Many thanks to Anne Cater for inviting me to take part in this blog tour. The decision to participate was my own and this review forms my honest opinion.
From the bestselling author of The Best Exotic Marigold Hotel and Tulip Fever, a deliciously funny, poignant and wry novel, full of surprising twists and turns:
James is getting on a bit and needs full-time help. So Phoebe and Robert, his middle-aged offspring, employ Mandy, who seems willing to take him off their hands. But as James regales his family with tales of Mandy’s virtues, their shopping trips and the shared pleasure of their journeys to garden centres, Phoebe and Robert sense something is amiss.
Then something extraordinary happens which throws everything into new relief, changing all the stories of their childhood – and the father – that they thought they knew so well.
Well, this book has taken me somewhat by surprise.

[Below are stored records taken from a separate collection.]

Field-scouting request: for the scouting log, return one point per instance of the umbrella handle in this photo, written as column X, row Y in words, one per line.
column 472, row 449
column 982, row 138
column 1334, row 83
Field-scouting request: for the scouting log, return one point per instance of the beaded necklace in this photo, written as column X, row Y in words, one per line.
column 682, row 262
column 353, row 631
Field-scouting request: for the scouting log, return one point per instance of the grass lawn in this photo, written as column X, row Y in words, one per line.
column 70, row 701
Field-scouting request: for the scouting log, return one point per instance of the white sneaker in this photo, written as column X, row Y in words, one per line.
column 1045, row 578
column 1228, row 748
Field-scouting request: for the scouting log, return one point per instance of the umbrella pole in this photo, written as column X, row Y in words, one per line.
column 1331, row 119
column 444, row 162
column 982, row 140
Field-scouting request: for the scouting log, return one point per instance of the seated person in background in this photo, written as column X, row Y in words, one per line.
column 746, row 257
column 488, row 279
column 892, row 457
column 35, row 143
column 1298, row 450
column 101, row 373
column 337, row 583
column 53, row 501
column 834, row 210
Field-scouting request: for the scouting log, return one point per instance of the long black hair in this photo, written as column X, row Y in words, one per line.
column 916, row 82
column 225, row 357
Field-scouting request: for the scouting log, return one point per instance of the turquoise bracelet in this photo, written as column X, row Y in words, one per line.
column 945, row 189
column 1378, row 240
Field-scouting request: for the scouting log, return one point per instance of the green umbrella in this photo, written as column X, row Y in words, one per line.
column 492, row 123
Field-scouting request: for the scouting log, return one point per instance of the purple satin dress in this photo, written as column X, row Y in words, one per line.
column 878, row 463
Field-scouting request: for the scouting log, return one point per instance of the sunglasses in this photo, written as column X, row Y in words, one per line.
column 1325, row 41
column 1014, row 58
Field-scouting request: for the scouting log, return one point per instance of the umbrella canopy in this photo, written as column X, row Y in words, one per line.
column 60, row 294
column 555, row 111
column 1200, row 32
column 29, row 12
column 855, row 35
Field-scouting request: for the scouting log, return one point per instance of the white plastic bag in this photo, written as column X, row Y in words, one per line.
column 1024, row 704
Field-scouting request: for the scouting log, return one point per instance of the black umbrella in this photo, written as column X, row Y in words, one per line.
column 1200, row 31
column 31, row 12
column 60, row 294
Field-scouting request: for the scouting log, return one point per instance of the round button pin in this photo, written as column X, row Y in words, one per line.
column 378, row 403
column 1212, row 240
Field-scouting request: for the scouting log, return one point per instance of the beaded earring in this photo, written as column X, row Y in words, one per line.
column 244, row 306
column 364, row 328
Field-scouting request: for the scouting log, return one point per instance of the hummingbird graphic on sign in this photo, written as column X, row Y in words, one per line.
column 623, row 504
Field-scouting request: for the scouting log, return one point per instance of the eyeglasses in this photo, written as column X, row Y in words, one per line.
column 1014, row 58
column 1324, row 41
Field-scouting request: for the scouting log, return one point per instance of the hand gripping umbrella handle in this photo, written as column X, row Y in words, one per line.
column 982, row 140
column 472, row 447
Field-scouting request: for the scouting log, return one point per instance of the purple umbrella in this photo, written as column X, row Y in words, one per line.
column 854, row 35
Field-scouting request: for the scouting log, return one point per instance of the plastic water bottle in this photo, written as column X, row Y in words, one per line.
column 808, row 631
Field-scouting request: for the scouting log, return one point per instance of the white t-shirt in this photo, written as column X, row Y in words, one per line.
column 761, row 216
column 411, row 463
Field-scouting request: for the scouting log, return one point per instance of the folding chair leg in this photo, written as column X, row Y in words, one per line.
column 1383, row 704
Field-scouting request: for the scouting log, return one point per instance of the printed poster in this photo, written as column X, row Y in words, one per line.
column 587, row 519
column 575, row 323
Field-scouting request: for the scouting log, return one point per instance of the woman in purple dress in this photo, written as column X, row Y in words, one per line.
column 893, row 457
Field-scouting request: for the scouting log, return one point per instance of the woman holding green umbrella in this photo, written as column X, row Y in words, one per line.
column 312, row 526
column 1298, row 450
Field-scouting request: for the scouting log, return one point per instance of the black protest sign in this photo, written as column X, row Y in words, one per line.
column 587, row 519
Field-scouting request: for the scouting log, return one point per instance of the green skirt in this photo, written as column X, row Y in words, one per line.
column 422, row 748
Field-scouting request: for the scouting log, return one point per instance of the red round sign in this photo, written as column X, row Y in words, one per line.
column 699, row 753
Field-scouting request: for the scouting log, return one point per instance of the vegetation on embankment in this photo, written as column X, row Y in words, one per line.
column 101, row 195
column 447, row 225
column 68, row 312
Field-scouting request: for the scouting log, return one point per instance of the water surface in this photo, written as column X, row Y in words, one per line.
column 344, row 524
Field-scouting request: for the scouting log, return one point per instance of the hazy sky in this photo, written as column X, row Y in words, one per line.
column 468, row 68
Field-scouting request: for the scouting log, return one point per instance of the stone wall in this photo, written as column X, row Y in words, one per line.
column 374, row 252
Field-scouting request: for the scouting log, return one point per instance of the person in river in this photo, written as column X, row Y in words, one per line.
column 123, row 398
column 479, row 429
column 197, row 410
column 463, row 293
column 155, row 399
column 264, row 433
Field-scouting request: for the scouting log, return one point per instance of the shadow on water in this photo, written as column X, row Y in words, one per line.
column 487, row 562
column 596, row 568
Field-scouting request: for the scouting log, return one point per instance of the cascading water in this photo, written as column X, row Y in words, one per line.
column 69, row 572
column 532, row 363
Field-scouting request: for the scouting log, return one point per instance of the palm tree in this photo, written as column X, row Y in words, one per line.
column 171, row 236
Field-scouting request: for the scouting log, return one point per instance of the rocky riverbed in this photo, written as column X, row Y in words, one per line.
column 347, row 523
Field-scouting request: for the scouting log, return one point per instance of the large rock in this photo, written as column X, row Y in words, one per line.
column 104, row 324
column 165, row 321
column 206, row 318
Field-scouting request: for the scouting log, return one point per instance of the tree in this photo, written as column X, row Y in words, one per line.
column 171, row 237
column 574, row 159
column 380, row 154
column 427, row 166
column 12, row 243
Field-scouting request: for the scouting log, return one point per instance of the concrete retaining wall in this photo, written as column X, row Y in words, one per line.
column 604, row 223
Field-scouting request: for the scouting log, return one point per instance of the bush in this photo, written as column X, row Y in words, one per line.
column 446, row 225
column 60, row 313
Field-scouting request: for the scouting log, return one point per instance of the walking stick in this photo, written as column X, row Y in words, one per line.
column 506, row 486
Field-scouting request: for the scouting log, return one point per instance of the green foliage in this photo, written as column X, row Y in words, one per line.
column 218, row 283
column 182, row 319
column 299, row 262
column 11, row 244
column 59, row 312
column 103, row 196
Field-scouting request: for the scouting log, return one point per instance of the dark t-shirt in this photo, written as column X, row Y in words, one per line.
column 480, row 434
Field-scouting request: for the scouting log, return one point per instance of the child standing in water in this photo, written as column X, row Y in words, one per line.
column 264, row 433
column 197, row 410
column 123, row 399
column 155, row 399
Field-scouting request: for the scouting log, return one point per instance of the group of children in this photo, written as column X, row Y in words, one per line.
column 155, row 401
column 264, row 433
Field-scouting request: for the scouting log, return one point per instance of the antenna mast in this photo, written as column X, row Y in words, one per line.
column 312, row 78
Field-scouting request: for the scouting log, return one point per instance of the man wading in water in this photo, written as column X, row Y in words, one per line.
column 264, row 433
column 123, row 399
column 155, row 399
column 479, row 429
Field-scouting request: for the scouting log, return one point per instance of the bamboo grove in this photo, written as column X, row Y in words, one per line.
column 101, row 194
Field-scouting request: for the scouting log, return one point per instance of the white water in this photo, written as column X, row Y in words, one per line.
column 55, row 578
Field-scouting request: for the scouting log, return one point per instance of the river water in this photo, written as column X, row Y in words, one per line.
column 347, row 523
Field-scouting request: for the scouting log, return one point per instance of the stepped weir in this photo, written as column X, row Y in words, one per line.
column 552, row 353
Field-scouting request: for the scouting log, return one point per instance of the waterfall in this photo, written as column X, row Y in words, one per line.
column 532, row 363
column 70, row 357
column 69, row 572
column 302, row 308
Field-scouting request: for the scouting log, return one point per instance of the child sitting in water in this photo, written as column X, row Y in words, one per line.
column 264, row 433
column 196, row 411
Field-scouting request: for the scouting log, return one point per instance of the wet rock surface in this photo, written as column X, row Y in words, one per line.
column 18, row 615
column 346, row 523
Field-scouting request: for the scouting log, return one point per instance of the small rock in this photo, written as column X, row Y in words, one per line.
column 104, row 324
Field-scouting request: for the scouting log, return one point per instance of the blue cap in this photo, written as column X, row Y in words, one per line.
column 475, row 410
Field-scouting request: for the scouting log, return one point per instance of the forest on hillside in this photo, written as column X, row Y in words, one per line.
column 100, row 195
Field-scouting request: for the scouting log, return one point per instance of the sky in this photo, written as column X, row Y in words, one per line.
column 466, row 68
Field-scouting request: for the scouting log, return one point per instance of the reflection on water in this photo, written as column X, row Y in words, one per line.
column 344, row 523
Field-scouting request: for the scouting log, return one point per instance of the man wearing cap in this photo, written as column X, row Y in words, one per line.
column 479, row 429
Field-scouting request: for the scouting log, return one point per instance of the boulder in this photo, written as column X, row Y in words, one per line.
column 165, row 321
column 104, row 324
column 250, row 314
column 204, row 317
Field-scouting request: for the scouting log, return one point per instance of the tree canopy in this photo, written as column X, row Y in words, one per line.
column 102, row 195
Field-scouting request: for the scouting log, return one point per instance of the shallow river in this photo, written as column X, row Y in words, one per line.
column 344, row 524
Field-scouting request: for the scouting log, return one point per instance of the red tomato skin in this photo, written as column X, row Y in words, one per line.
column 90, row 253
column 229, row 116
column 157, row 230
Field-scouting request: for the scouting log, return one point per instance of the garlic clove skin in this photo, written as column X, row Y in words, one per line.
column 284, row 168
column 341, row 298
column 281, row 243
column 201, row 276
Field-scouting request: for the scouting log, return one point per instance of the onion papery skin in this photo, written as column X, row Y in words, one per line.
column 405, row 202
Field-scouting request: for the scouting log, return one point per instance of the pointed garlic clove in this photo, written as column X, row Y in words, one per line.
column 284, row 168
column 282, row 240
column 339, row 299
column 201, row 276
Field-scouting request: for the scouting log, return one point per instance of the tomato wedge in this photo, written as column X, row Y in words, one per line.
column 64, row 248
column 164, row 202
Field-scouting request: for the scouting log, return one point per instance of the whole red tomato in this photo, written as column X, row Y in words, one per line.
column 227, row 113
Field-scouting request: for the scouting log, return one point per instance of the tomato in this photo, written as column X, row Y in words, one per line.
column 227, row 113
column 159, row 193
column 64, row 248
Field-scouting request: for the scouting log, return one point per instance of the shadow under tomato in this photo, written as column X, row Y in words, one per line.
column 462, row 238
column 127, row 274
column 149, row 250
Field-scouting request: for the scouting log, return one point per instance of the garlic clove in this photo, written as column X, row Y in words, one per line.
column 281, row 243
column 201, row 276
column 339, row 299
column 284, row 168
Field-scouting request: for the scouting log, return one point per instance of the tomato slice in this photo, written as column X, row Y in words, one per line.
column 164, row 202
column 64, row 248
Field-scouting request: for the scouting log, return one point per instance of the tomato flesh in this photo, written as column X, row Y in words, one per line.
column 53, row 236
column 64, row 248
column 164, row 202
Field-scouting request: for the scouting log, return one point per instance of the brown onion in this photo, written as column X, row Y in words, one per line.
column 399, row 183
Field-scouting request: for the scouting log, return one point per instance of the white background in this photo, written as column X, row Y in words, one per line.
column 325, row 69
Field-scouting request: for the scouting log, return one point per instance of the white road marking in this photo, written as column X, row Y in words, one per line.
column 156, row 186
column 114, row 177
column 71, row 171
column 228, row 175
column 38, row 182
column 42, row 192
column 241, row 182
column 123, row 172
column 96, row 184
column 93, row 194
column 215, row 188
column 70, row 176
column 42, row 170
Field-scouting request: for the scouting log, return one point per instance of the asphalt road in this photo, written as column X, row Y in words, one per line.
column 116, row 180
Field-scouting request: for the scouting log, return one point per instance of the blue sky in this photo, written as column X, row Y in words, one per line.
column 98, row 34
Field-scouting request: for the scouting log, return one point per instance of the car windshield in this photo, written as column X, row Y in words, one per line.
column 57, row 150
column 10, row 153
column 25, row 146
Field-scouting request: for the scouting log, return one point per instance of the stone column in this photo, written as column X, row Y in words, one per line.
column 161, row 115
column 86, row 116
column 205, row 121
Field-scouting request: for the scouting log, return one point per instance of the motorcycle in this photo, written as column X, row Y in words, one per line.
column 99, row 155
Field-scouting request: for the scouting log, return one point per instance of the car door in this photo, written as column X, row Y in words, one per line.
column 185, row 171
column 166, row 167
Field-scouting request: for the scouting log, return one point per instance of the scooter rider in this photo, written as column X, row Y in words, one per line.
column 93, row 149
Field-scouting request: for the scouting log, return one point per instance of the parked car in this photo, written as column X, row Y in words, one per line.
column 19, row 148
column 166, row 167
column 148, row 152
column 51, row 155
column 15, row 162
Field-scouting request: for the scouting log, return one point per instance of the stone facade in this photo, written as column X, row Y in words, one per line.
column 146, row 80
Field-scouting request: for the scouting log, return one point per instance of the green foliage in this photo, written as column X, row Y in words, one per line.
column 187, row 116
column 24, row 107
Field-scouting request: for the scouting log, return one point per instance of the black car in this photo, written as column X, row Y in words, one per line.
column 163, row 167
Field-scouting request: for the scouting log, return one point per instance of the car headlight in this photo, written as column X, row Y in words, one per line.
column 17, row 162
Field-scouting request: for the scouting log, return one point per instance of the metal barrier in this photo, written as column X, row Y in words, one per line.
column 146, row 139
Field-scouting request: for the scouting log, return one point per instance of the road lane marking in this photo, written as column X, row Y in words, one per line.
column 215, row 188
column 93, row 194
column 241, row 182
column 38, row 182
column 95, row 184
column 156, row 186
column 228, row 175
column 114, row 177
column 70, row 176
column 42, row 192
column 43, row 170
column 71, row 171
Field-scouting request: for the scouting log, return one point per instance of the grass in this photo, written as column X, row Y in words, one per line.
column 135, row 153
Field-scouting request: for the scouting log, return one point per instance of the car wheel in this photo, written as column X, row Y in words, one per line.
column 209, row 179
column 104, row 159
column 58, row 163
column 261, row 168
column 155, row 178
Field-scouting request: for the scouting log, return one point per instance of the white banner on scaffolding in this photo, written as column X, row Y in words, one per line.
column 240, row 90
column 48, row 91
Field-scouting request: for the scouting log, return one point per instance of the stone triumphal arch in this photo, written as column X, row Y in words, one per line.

I expected something rather different to what I got, and all for the better. I had – on face value – taken it to perhaps be something of a thriller type novel, perhaps dark and a little bit twisty but instead I got something was far more of an observational study on the behaviours and follies of the cast of characters.
At its heart is a theme of deception – the lies we tell each other, ourselves and most importantly our loved ones. I absolutely loved the observational side of this novel and found it so interesting to see the historic impact of untruths and the way in which narratives are formed to suit each individual and the way in which they wish to see their lives and the people within it.
The vast majority of the novel is seen through the eyes of Robert and Phoebe, siblings who have employed the services of a carer – Mandy – to look after their aging father. The family soon become reliant on her, and their father, James, bonds with Mandy, much to the surprise of his children and they soon begin to question her intentions. There is quite a commentary on class throughout, Phoebe and Robert coming from a privileged upbringing in stark contrast to Mandy. There is a sense of elevation from them and their suspicions are founded in a dislike of her views and that they quite clearly feel that she is beneath them. To them, she is purely an employee doing her job, and that she and their father stokes up jealousy and insecurities which lay just a scratch beneath the surface.
I’ve never read a Deborah Moggach novel before, however I have seen (although admittedly, I haven’t read the book) The Best Exotic Marigold Hotel, which is a film I adored, simply because it focuses on the more mature generation. To my mind (as a thirty-six year old) there seems to be this rather sad belief that we have an expiry date. That beyond a certain age we should just be still. And why should that be the case? My 83 year old Grandma is one of my favourite people in the world; she continually surprises me with her observations, her wisdom and her ability to have a far more varied social life than my own! I often wonder if we pigeon hole older people and try to tuck them away because they represent what we fear the most – aging. And in the meantime we who are steadily moving towards maturity seek ways to grasp our youth seeking more extreme ways to maintain the visage of youth. I want to read more books like this. Ones that celebrate lives lived and explore the mistakes made. Ones that see value in age and don’t dismiss the person as an aging cliche or a stock character. This novel does a beautiful job of bridging the generational gap and creating a deeper understanding, removing the parental stereotype and revealing the people behind.
The Carer has been a surprising and enjoyable read. Easy to read, thought provoking and – whilst I wouldn’t class it as particularly humourous, at least in the laugh out loud sense, there is a certain wit laced throughout the narrative in terms of the observational side of life.
One of the most interesting and sophisticated books I’ve read this year. I will definitely be seeking out the author’s back catalogue!
About the Author
Deborah Moggach, OBE is an English novelist and an award-winning screenwriter. She has written nineteen novels, including The Ex-Wives, Tulip Fever, These Foolish Thing, Heartbreak Hotel and Something to Hide. She lives in London.